Copyright © 2016 L. Bergdahl et al. This is an open access article distributed under the Creative Commons Attribution License, which permits unrestricted use, distribution, and reproduction in any medium, provided the original work is properly cited.

Abstract

Objective. The most effective nonpharmacological treatment for insomnia disorder is cognitive behavioural therapy-insomnia (CBT-i). However CBT-i may not suit everyone. Auricular acupuncture (AA) is a complementary treatment. Studies show that it may alleviate insomnia symptoms. The aim of this randomised controlled study was to compare treatment effects of AA with CBT-i and evaluate symptoms of insomnia severity, anxiety, and depression. Method.
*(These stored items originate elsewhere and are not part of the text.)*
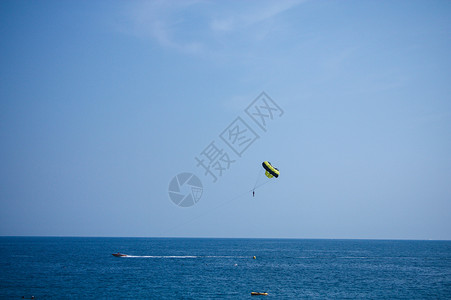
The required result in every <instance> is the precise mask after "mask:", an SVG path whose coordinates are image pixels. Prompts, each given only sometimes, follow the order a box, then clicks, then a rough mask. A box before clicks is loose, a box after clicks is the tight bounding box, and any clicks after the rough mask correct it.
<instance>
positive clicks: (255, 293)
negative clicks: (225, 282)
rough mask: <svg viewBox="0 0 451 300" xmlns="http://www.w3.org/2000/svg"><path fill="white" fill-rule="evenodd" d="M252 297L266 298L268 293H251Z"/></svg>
mask: <svg viewBox="0 0 451 300" xmlns="http://www.w3.org/2000/svg"><path fill="white" fill-rule="evenodd" d="M251 295H252V296H268V293H260V292H251Z"/></svg>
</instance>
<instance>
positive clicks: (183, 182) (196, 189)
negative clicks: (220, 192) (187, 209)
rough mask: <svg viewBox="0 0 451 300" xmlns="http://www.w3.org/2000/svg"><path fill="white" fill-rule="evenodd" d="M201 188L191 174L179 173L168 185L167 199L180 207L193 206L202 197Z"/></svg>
mask: <svg viewBox="0 0 451 300" xmlns="http://www.w3.org/2000/svg"><path fill="white" fill-rule="evenodd" d="M202 192H203V186H202V182H201V181H200V179H199V178H198V177H197V176H196V175H194V174H192V173H180V174H178V175H177V176H175V177H174V178H172V180H171V182H170V183H169V188H168V193H169V198H170V199H171V200H172V202H174V204H176V205H178V206H181V207H189V206H193V205H194V204H196V203H197V202H199V200H200V198H201V197H202Z"/></svg>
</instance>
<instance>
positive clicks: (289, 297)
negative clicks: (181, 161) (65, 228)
mask: <svg viewBox="0 0 451 300" xmlns="http://www.w3.org/2000/svg"><path fill="white" fill-rule="evenodd" d="M116 252H121V253H125V254H128V255H130V257H123V258H117V257H113V256H112V255H111V254H112V253H116ZM0 254H1V259H0V297H1V298H2V299H21V298H22V296H25V297H31V296H32V295H33V296H34V297H35V299H53V298H56V299H63V298H66V299H67V298H76V299H86V298H87V299H103V298H109V299H119V298H120V299H214V298H219V299H224V298H227V299H249V298H252V299H255V298H257V299H258V296H251V292H253V291H256V292H267V293H268V296H267V297H264V299H269V298H272V299H351V298H352V299H451V242H450V241H393V240H389V241H384V240H303V239H299V240H296V239H193V238H189V239H185V238H61V237H0ZM253 256H256V259H253Z"/></svg>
Fifty-nine participants, mean age 60.5 years (SD 9.4), with insomnia disorder were randomised to group treatment with AA or CBT-i. Self-report questionnaires, the Insomnia Severity Index (ISI), Dysfunctional Beliefs and Attitudes about Sleep scale (DBAS-16), Epworth Sleepiness Scale (ESS), and Hospital Anxiety and Depression scale (HAD), were collected at baseline, after treatment, and at 6-month follow-up. A series of linear mixed models were performed to examine treatment effect over time between and within the groups. Results. Significant between-group improvements were seen in favour of CBT-i in ISI after treatment and at the 6-month follow-up and in DBAS-16 after treatment. Both groups showed significant within-group postintervention improvements in ISI, and these changes were maintained six months later. The CBT-i group also showed a significant reduction in DBAS-16 after treatment and six months later. Conclusions. Compared to CBT-i, AA, as offered in this study, cannot be considered an effective stand-alone treatment for insomnia disorder. The trial is registered with ClinicalTrials.gov NCT01765959.